The opening drive
Anyone who watches the first five minutes of any Browns game can identify the first major problem with this team. Giving up an opening drive score on defense and failing to move the chains once on offense has become all too common for a slow starting Cleveland team.
The Browns have been outscored 29-10 in the first quarter over the past six weeks. This is no coincidence. The sad reality has been that Cleveland is never ready to go early on, immediately placing them in a hole. This limits their playbook, and makes the opposition a whole lot more comfortable.
The solution to this really isn’t rocket science. Whether or not the Browns have the ball first, coming out with the right combination of intensity and focus on both teams’ opening drives will improve results automatically.
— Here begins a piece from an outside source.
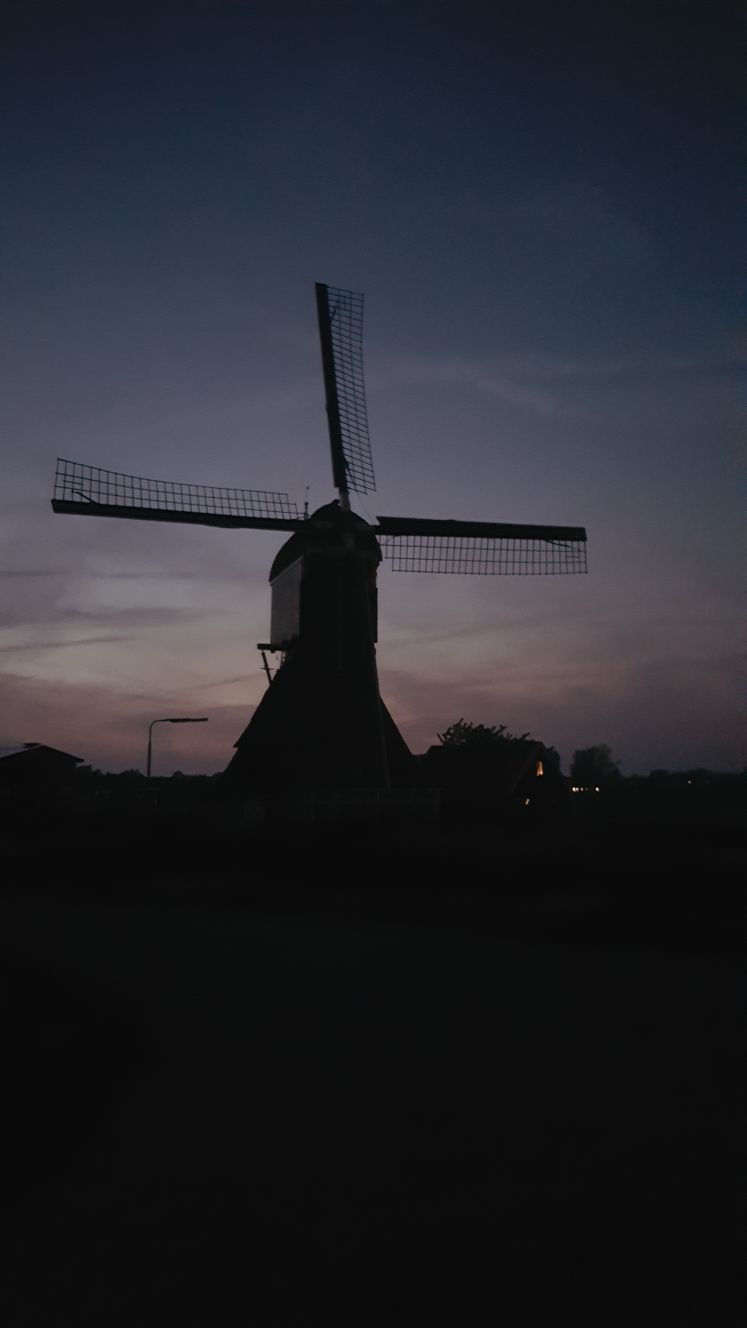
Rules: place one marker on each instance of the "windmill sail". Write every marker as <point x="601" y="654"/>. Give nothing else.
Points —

Also, it is important that the Browns are not afraid of taking minor risks on both opening drives. Defensively, they should not hesitate to bring pressure, even if it leaves only four in the secondary. On offense, they shouldn’t be too concerned with saving plays for later in the game. After all, falling behind limits their play calling enough anyway.
In this one especially, getting on the board early and preventing the Chargers from doing the same is critical. With an irrelevant game in regards to the playoff picture, this contest could be decided early on. It will be Christmas Eve, it will be cold, and there won’t be a whole lot of fans in the stands. If the Chargers get behind early, the Browns could be in business.